Vivemos, em média, mais tempo e são cada vez mais as pessoas que chegam às idades superiores. Boas notícias, pois ninguém gosta da alternativa a este panorama. Tempos de vidas mais longas significam também pessoas diferentes dos seus ascendentes quando tinham a mesma idade e uma sociedade muito sustentada no conhecimento, com novas exigências perante futuros cada vez mais incertos. Por isso, o aumento da longevidade, para ser devidamente potencializado, obriga mais a uma mudança profunda na perspetiva de sociedade do que a soluções pontuais. Para tal, muito se beneficiaria, por exemplo, se áreas de governação, tradicionalmente separadas — como a educação, o mercado de trabalho, a segurança social, a saúde, ou a economia — reunissem esforços na concretização de novos mapas de vida globais, flexíveis e adaptáveis às diferenças entre pessoas, que promovam, ao longo da vida adulta, a efetiva interligação de tempos para a formação, o trabalho e o lazer.
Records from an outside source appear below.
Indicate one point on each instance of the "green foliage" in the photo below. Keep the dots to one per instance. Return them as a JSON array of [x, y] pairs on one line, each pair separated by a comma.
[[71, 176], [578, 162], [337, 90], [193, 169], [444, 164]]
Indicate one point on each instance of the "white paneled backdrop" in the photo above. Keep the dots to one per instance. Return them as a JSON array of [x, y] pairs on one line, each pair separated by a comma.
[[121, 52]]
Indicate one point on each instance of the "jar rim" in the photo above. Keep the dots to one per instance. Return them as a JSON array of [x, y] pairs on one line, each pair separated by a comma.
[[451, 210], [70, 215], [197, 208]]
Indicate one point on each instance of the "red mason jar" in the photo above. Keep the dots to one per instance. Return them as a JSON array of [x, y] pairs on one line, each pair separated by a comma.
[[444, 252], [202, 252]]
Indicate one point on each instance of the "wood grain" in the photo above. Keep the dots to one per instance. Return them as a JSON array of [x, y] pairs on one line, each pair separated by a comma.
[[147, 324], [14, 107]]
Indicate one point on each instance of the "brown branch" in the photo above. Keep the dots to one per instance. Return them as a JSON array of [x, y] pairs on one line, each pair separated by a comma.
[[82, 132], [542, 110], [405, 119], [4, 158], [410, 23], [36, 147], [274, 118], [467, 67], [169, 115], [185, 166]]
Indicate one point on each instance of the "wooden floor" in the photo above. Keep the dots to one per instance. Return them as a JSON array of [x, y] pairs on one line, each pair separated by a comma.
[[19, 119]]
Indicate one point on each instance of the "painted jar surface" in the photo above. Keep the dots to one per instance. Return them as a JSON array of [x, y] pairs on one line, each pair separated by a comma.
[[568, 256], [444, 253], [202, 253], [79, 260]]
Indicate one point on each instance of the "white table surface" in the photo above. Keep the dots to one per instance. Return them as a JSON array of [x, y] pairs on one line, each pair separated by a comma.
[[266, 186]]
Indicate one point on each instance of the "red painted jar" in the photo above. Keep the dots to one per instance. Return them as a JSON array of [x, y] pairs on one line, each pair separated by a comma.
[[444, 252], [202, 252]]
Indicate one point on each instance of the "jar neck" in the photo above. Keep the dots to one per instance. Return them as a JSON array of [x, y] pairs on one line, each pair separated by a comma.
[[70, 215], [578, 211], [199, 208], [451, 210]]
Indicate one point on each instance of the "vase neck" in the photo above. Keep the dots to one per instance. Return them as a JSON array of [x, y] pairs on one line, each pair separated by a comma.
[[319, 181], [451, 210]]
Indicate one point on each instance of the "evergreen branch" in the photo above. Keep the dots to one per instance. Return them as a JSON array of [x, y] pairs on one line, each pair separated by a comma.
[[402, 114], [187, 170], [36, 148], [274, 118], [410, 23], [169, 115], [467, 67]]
O que falta fazer para garantir demograficamente uma integração mais eficaz das pessoas mais velhas?

Muito pode ser feito para a maior integração social dos mais velhos de hoje e de amanhã. Do lado individual, é desejável evitar no presente riscos que acentuem problemas no futuro, como os de saúde, financeiros, de solidão social não desejada ou de exclusão social. Do ponto de vista público, falta fazer muito. Avanço duas propostas: combater qualquer discriminação em função da idade, o que implica, por exemplo, revisitar o que está escrito nos quadros legislativos, incluindo a Constituição; fomentar e distinguir experiências bem-sucedidas de organizações, traduzidas, por exemplo, na redução da intensidade do trabalho nas idades centrais, na existência de relações intergeracionais através de mentorias no local de trabalho, ou no apoio efetivo à formação para alargamento de saberes relativos à atividade profissional exercida e a outras áreas de interesse. Nunca é demais lembrar que as sociedades longevas precisam de todos.